The study of the Quantum Chromodynamics (QCD) phase diagram has been the object of great effort in the scientific community both from theory and experiment, and has been investigated from first principles through lattice simulations in the low density regime.

The transition between ordinary matter and a deconfined Quark Gluon Plasma was shown from lattice QCD to be a smooth crossover. It is probed experimentally in relativistic heavy-ion collisions at the Brookhaven National Laboratiory (BNL) and CERN, where sufficiently high temperatures are reached to create such a system. This transition is believed to become of the first order at large baryon density, implying the existence of a critical point. The search for such a point is the main goal of the second Beam Energy Scan (BES-II) program at BNL.
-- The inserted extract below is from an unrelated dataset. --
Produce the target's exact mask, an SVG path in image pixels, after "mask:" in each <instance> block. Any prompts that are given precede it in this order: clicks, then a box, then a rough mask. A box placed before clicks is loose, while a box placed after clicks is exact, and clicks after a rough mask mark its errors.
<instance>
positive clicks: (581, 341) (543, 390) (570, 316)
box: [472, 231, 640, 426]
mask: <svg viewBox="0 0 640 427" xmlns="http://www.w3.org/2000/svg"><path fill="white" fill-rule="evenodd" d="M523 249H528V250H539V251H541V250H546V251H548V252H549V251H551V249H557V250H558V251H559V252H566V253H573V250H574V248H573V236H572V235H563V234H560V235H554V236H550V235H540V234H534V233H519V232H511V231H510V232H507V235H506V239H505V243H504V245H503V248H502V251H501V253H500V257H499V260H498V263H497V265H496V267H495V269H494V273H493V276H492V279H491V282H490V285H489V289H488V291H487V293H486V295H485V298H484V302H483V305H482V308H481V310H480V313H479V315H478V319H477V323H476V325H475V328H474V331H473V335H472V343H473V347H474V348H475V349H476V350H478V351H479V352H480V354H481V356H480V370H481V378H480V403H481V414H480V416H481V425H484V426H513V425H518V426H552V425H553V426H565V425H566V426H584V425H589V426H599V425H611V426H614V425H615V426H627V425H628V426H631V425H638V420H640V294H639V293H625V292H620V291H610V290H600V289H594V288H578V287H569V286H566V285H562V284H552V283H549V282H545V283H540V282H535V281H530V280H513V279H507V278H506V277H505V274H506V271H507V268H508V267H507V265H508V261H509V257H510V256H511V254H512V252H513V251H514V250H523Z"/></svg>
In this dissertation, I focus on the transition region of the QCD phase diagram by calculating several observables with different theoretical approaches. In the first part of this work, I study the moment in heavy-ion collisions at which the chemical composition of the system is fixed: the chemical freeze-out. I compare net-particle fluctuations calculated in the Hadron Resonance Gas (HRG) model to experimental data to determine the chemical freeze-out temperature, with particular attention on the dependence of such temperature on the flavor composition of the particles. A separate analysis is performed to study the content of the hadron spectrum, through a comparison of HRG model and lattice QCD results.
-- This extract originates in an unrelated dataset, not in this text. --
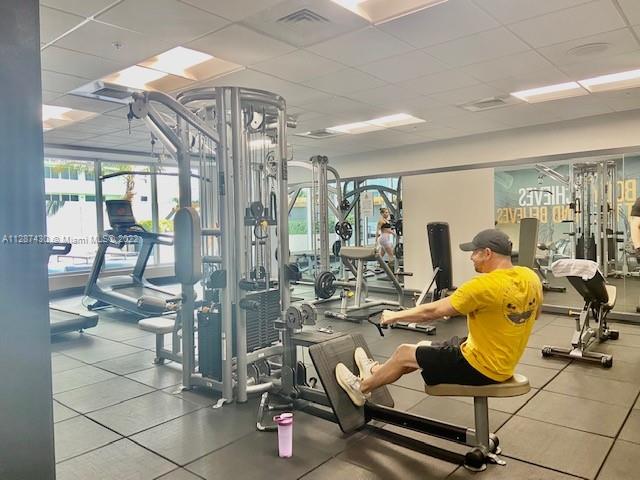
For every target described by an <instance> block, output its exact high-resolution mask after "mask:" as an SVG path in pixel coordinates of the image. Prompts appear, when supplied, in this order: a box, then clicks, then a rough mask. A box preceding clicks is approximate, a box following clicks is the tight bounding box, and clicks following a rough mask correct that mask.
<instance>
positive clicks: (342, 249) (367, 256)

I also generate a family of Equations of State (EoS) for QCD matching lattice calculations at low baryon density, and including a critical point in the correct universality class. Moreover, I investigate the consequences of the critical point on measurable quantities, providing guidance for the forthcoming data from the BES.

Finally, in light of the recent extension of hydrodynamic simulations to include all conserved charges of strong interactions, I produce an EoS for QCD that depends on all three chemical potentials. I then study the impact of these additional conserved charges on the thermodynamics when realistic conditions on the composition of the system are imposed.